Yep, this is some seriously messed up psychedelic comics. The art is the real star here with Brendan McCarthy melding some blend of Riley Rossmo style lines with the day glo world of Madman. It looks like a spider comic on acid and honestly, it reads a bit like one too.
I’ll admit, I am unfamiliar with his work, but seeing that McCarthy has worked with Shade: The Changing Man scribe Peter Milligan comes as no shock. The comic I just read seems like something that might have come out of that same deranged mind.
The plot is simple enough, Stephen Strange has ordered a book on Albion Crawley, a turn of the century occultist who wrote about some crazy spider gods. Upon arrival, the book releases some spider demon who becomes involved in a conflict between Spider-Man and the Vulture. Spider-Man appears to go tripping the light fantastic in Strange’s bath tub and all holy hell breaks loose. No seriously, that’s about it for this first issue, other than an intriguing last panel cliffhanger.
Like I said, the art is the real star here. It is obvious that McCarthy has been inspired by the animated version of The Hobbit and all those concert flyers for Winterland and the Filmore back in the day. This is some black velvet, black light, smoke it up kind of stuff. The narrative almost loses lucidity once or twice and the art thrives on its lack of tangible. The opening sequence gives us a pretty realistic, if stylized version of New York. It is gritty and dirty, so it is probably the New York of the seventies or the eighties. You know, the place where no one looked each other in the eye. The place where everyone was mean on the streets, but behind closed doors, things like Midnight Cowboy happened.
What’s funny is a couple of weeks ago in the review group, I trashed Amazing Spider-Man #626 for Gaydos’ misplaced and gritty art. Where Gaydos failed, McCarthy gets it right. Spider-Man is in contrast to his surroundings, it is clear that he is not part of this world. He is something different from it, something amazing, spectacular even.
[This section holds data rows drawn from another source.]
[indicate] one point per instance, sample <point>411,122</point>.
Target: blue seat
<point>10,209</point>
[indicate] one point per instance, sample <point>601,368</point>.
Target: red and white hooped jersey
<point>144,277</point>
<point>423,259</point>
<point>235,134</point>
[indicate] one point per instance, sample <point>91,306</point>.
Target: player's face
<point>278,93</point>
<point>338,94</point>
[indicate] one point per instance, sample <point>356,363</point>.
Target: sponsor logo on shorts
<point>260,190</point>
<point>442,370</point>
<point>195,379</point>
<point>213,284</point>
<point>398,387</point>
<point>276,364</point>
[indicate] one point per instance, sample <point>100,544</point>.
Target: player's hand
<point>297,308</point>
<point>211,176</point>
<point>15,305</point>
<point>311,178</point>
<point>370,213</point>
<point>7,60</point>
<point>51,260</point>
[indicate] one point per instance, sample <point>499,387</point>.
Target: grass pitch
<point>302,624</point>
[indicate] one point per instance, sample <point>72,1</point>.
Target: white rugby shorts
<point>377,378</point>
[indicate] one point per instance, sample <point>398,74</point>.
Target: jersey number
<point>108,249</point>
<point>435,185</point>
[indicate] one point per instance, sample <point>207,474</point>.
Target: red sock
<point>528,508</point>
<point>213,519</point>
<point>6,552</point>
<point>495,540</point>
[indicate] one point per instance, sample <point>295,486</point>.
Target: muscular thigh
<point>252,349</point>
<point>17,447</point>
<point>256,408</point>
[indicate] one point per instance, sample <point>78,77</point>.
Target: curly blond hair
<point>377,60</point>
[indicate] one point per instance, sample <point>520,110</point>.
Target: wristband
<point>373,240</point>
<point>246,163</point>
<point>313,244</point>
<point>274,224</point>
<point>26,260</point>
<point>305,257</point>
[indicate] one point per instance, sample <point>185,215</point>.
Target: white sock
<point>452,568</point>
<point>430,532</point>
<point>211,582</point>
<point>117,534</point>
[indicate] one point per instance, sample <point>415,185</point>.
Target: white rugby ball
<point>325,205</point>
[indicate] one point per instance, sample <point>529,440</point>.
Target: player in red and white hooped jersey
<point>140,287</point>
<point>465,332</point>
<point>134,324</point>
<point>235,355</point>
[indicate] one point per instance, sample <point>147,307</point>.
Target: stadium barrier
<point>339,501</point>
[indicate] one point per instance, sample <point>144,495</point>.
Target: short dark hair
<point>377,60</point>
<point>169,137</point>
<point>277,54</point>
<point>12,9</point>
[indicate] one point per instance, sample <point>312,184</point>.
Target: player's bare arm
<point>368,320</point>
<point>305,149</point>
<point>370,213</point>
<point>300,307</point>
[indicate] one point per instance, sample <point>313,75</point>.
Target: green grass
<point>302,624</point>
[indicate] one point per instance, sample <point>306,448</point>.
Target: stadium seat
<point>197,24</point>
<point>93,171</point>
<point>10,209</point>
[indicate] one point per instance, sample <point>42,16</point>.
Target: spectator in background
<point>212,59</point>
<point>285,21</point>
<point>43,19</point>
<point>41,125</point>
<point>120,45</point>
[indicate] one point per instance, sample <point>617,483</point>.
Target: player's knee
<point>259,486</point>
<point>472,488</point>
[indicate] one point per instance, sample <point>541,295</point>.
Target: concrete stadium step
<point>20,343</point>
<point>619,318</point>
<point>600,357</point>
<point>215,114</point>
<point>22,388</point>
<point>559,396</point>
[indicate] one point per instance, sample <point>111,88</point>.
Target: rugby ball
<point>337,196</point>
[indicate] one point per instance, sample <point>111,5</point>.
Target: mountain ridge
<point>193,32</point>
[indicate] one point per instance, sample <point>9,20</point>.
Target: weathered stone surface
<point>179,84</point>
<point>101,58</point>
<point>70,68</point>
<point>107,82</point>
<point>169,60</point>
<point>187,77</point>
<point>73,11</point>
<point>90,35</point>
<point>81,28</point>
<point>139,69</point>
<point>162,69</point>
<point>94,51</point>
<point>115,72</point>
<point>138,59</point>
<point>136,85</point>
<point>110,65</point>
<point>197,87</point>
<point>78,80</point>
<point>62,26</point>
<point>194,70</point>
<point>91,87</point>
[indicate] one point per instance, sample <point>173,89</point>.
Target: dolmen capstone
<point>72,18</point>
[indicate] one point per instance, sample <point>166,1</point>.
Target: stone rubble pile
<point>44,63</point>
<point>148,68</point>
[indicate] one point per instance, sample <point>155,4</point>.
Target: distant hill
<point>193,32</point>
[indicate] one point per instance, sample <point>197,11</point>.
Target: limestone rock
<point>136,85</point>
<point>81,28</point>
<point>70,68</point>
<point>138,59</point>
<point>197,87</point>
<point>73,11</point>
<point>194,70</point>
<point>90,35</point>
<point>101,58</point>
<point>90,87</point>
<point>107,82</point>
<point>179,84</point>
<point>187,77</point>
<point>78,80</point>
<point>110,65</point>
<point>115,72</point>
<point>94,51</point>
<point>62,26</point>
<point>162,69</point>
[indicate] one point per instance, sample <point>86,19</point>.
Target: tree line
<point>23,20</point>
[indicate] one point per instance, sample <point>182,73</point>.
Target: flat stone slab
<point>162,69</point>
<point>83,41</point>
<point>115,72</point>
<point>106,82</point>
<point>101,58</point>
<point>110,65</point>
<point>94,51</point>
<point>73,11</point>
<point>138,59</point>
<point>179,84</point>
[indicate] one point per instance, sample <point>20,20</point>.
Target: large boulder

Then the crazy bits happen and everything goes all black hole sucking in colors. The art doesn’t help explain anything any more than the words do, but somehow they mesh to tell an interesting if slightly decompressed story. It feels like it is all exposition and I believe that it is, that last page drums up the only feeling that the next issue must be read, although the art sure does make it interesting to look at.
Like Marvel Knights Strange Tales , this is a book aimed at getting some of the outlying niche readers to check out what is going on in the mainstream. It is an interesting idea and kind of backwards in a few ways. This might be the kind of project that would benefit from a hardcover graphic novel initial release, spots on NPR, and heavy book store rotation. I don’t know if Strange Tales’ recent collection is making that kind of mark, but releasing either in single issue format seems to fly against the nature of the audience the books are clearly aiming for.
It’s an interesting debut that has me absolutely dumb founded as to where it may be going. If you live on the edge and want a truly different comics experience but are afraid to try Skyscrapers of the Midwest or Tales Designed to Thrizzle , then this might be the book for you.